I would say that literary translators are “destined for extinction” and not much has been achieved since the heady days of the 1990s, when there was much talk of literary translation being a profession. Literary translators are still required to take significant personal risks, they do not receive a salary, sick leave or a pension, very little attention is paid to their work, and the juggernaut that is the English-language book market is hurtling along at such a pace it simply crushes the tossed-aside can of books in translation, offering little space in mainstream media to add to the difficulty of rising printing and distribution costs. We were never much inclined to listen to the other’s voice, which is a shame, really, since this would not only enrich our lives, but also lead to better international relations. Institutions, and the general public, are inclined to toss a coin in the cap of literary translation (without really understanding what it is), not much more.

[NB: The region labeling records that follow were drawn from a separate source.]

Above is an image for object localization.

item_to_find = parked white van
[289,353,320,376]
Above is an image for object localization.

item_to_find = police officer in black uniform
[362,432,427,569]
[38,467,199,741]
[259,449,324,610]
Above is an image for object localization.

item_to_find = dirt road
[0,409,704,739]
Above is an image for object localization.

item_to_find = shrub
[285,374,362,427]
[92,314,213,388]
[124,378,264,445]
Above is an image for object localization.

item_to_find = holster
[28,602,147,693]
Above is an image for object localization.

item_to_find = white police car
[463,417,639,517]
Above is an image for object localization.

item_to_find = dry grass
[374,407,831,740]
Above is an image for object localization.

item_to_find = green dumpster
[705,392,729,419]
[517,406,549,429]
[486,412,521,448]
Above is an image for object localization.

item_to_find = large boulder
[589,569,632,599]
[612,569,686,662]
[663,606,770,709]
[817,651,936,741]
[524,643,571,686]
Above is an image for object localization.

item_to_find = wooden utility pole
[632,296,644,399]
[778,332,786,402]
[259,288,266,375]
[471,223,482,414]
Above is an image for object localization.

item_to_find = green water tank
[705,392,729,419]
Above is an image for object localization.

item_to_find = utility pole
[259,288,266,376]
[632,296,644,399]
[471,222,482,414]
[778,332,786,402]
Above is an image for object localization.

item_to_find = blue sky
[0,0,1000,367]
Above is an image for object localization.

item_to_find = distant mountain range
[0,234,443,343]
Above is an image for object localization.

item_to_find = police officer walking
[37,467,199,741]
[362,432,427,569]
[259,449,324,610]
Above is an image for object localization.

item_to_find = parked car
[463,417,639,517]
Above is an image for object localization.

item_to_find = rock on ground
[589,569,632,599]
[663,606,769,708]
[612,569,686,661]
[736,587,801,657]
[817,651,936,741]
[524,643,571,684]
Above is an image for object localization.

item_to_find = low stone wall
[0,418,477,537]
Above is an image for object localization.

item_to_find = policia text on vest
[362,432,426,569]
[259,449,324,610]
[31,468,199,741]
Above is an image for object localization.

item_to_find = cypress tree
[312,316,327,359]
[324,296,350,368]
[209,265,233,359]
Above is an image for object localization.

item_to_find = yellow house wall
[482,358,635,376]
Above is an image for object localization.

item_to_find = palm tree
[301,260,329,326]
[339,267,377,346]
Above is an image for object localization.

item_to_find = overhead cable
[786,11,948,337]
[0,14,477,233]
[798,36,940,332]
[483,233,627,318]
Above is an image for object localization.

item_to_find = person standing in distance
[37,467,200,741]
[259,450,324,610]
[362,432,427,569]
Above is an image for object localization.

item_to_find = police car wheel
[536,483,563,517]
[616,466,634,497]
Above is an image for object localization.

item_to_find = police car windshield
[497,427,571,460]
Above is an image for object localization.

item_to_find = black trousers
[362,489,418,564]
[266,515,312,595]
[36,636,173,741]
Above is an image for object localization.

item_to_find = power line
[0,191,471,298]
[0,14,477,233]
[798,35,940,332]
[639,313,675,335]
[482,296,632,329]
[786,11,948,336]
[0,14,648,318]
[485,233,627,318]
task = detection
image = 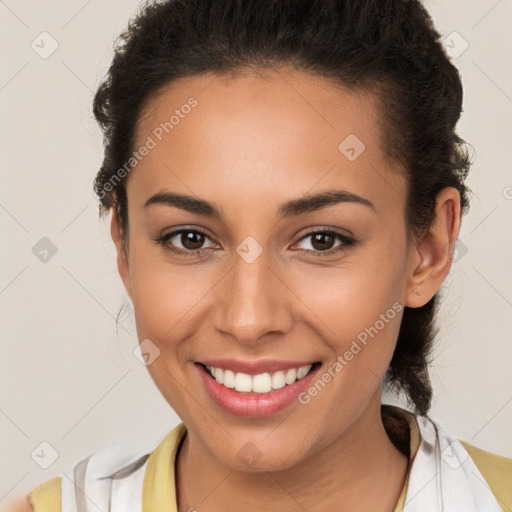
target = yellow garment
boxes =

As a publisher, I would strongly disagree with Alice Banks’ appraisal of grants on pages 62-63. She mentions one source, Acción Cultural Española, whose grants “cover the cost of translation.” This is typical of how it looks on the outside and how it really works in practice. In 2020 I applied for a grant for the Oxford professor John Rutherford to translate a Galician classic, Memoirs of a Village Boy by Xosé Neira Vilas. I asked for 2960 euros and was offered 1332 euros (that is, nine euros per page). That is a long way off the UK Translators’ Association’s recommended *minimum* rate of £100/1000 words (approximately 22 euros/page). Ainhoa Sánchez, the person responsible for literature, confirmed by email that “our grants are a support and are not meant to cover the overall cost, since we do not have the necessary budget.” This is an excuse I have heard many times, but it is not true – you simply support fewer projects with the same budget. I declined the grant, and we published the book on our own. There is a review by Paul Burke on pages 208-209 of the magazine.
But let us celebrate the diversity that this excellently produced magazine has brought to the fore and thank that ever hopeful cohort of translators, editors and publishers who continue to work and strive for translation. There is much to admire here.